The choice of appropriate excipients is crucial for the success of a dermal drug delivery system. Especially surfactants should be chosen carefully, because of their possible interactions with the skin or the applied drug. Since monoacyl phosphatidylcholine (MAPL) exhibits great emulsification properties and can be derived from natural sources, it is of great interest as surfactant in microemulsions. Therefore, the aim of the present study was to investigate the effect of the MAPL content on the formation of microemulsions. The great emulsification power of MAPL was confirmed by increased isotropic areas with increasing MAPL content. Moreover, a decrease in particle size, particle size distribution and viscosity with increasing MAPL content was determined. Besides its effects on microemulsion structure, MAPL exhibited a significant influence on the skin permeation of flufenamic acid. Interestingly, the higher the MAPL content, the lower was the skin permeation of flufenamic acid. A possible explanation might be that the hydrophilic MAPL could hinder the permeation of the lipophilic drug. In contrast, the skin permeation enhancing effects of the microemulsion with the lowest MAPL content might be attributed to formation of a patch-like structure and therefore better contact between the formulation and the skin.

Introduction

The outermost layer of the skin, the stratum corneum, represents the major barrier to dermal drug delivery. It has evolved to protect us from the excessive loss of water and the ingress of foreign materials. As a consequence, this unique barrier is hard to be overcome by conventional means (Lane, 2013).

In comparison to traditional vehicles, so called ‘microemulsions’ are known to exhibit increased cutaneous drug delivery (Kreilgaard, 2002). Microemulsions are thermodynamically stable transparent systems consisting of water, oil and surfactants. Mostly, the addition of a co-solvent, such as a short- or medium-chain alcohol, is required for further decrease of the interfacial tension (Santos et al., 2008, Heuschkel et al., 2008). The exact mechanism of permeation enhancement of these promising colloidal drug carrier systems is not totally understood yet. Clearly, the composition of microemulsions significantly influences the delivery of the active.

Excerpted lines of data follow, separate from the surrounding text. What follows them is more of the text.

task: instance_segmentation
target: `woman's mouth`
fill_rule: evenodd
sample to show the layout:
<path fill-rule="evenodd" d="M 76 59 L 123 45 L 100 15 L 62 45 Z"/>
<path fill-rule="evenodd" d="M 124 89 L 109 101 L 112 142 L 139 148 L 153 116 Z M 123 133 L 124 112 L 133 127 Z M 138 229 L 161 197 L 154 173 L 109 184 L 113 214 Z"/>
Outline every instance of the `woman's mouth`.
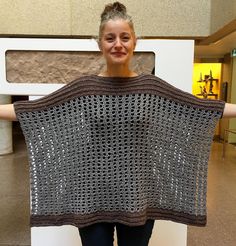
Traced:
<path fill-rule="evenodd" d="M 112 52 L 111 54 L 114 55 L 114 56 L 123 56 L 123 55 L 126 55 L 126 53 L 124 53 L 124 52 Z"/>

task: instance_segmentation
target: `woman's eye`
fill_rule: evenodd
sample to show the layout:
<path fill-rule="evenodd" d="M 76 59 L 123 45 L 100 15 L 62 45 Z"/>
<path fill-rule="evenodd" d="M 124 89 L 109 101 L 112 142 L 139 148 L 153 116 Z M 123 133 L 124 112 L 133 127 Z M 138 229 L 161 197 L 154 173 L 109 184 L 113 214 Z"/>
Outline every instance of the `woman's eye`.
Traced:
<path fill-rule="evenodd" d="M 113 38 L 106 38 L 106 41 L 113 42 Z"/>
<path fill-rule="evenodd" d="M 122 38 L 124 41 L 129 41 L 129 37 L 123 37 Z"/>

For example, an enhanced dermal delivery of drugs with increasing water content of microemulsions was determined in a number of previous studies and is mainly attributed to increased skin hydration levels (Santos et al., 2008, Hoppel et al., 2014, Hathout et al., 2010). Besides the ratio of the main components, variations in types of excipients can alter interactions of the vehicle with the skin or the applied drug (Santos et al., 2008).

Microemulsion components such as surfactants, alcohols and fatty acids can promote the delivery of drugs by acting as penetration enhancers. Although a large variety of chemicals were identified as skin permeation enhancers, their use is often limited by toxicity issues (Lane, 2013).

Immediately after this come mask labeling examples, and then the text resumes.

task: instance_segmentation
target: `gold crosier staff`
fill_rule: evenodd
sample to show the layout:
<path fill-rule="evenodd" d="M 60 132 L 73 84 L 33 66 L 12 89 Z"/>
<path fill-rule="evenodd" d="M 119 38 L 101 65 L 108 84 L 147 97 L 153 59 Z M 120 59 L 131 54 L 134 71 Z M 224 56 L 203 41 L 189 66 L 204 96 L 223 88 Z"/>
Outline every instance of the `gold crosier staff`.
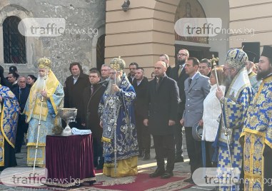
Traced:
<path fill-rule="evenodd" d="M 46 59 L 46 58 L 44 58 L 43 59 Z M 45 72 L 45 73 L 44 75 L 44 87 L 43 87 L 43 91 L 45 91 L 46 81 L 46 78 L 47 78 L 48 73 L 49 73 L 49 69 L 46 68 L 46 72 Z M 36 143 L 35 158 L 34 158 L 34 165 L 33 166 L 33 173 L 34 173 L 34 171 L 35 171 L 36 160 L 36 158 L 37 158 L 39 137 L 39 133 L 40 133 L 41 120 L 41 112 L 42 112 L 44 101 L 44 96 L 41 96 L 41 103 L 40 115 L 39 115 L 39 118 L 38 135 L 37 135 L 37 140 L 36 140 Z"/>
<path fill-rule="evenodd" d="M 121 56 L 118 58 L 118 60 L 115 60 L 113 63 L 110 64 L 111 68 L 114 69 L 114 85 L 116 85 L 116 73 L 119 69 L 120 69 L 119 64 L 118 63 L 118 61 L 121 58 Z M 116 113 L 116 95 L 114 93 L 114 177 L 116 177 L 116 170 L 117 170 L 117 146 L 116 146 L 116 128 L 117 128 L 117 113 Z"/>
<path fill-rule="evenodd" d="M 216 71 L 216 61 L 218 61 L 218 58 L 214 58 L 214 55 L 213 54 L 213 58 L 211 60 L 212 62 L 212 64 L 214 67 L 214 73 L 216 74 L 216 85 L 217 85 L 217 88 L 219 88 L 219 83 L 218 83 L 218 78 L 217 77 L 217 71 Z M 225 120 L 224 120 L 224 116 L 223 115 L 223 106 L 222 104 L 220 103 L 220 108 L 221 110 L 221 116 L 222 116 L 222 123 L 223 126 L 225 128 L 224 130 L 224 135 L 227 138 L 227 145 L 228 145 L 228 157 L 229 157 L 229 160 L 231 162 L 231 170 L 233 169 L 232 167 L 232 159 L 231 159 L 231 149 L 229 148 L 229 134 L 231 133 L 231 130 L 228 130 L 228 128 L 225 125 Z"/>

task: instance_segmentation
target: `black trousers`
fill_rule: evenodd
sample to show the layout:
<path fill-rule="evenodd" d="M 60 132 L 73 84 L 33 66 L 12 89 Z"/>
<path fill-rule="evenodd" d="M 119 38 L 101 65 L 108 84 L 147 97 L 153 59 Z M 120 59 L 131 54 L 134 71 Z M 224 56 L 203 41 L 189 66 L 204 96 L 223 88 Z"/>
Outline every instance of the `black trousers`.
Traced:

Especially surfactants may exhibit strong influences on the skin and even so on the structure of a vehicle and its performance in terms of dermal drug delivery (Lane, 2013). Additionally, care has to be taken to avoid skin irritation often associated with the use of surfactants (Wilhelm et al., 1993).

Lecithin is one of the most widely used natural emulsifying agent. It is a mixture of different phospholipids with phosphatidylcholine as the quantitatively most important fraction. Since lecithins are components of cell membranes of plants and animals, they can be derived from natural sources. Vegetable lecithin is mainly obtained from oil-bearing seed such as soybean and canola seed (Klang and Valenta, 2011). Diacyl phosphatidylcholine derived from these natural raw materials can be manufactured to monoacyl phosphatidylcholine (MAPL) by enzymatic hydrolysis. The major benefit of this phospholipid is a greater emulsification power compared to diacyl phosphatidylcholine (Kim et al., 2001, Trotta et al., 1996).

Since natural lecithins are among the safest emulsifying agents on the market with a low incidence of allergic reactions (Klang and Valenta, 2011), numerous studies on lecithin-based microemulsions were performed over the last years (Trotta et al., 1996, Paolino et al., 2002, Bonina et al., 1995, Hoeller et al., 2008, Dreher et al., 1997, Schwarz et al., 2012). However, the influence of the MAPL content on internal structure of microemulsion and dermal delivery of actives is not yet fully elucidated.

Recently, we investigated a significant influence of the composition of MAPL-based microemulsions on the dermal delivery of flufenamic acid (Hoppel et al., 2014). To deepen the already acquired knowledge, the present study addresses the question how the microemulsion structure and dermal delivery of flufenamic acid are affected by different MAPL amounts. For this purpose, pseudoternary phase diagrams were constructed for phospholipid products differing in their respective MAPL content. The structure of one promising mixture that led to the formation of a stable microemulsion with all MAPL fractions was characterized by particle size measurements and rheology. In order to compare the performance of the microemulsions in terms of dermal delivery of flufenamic acid, Franz-type diffusion cell experiments with porcine skin as model membrane were carried out.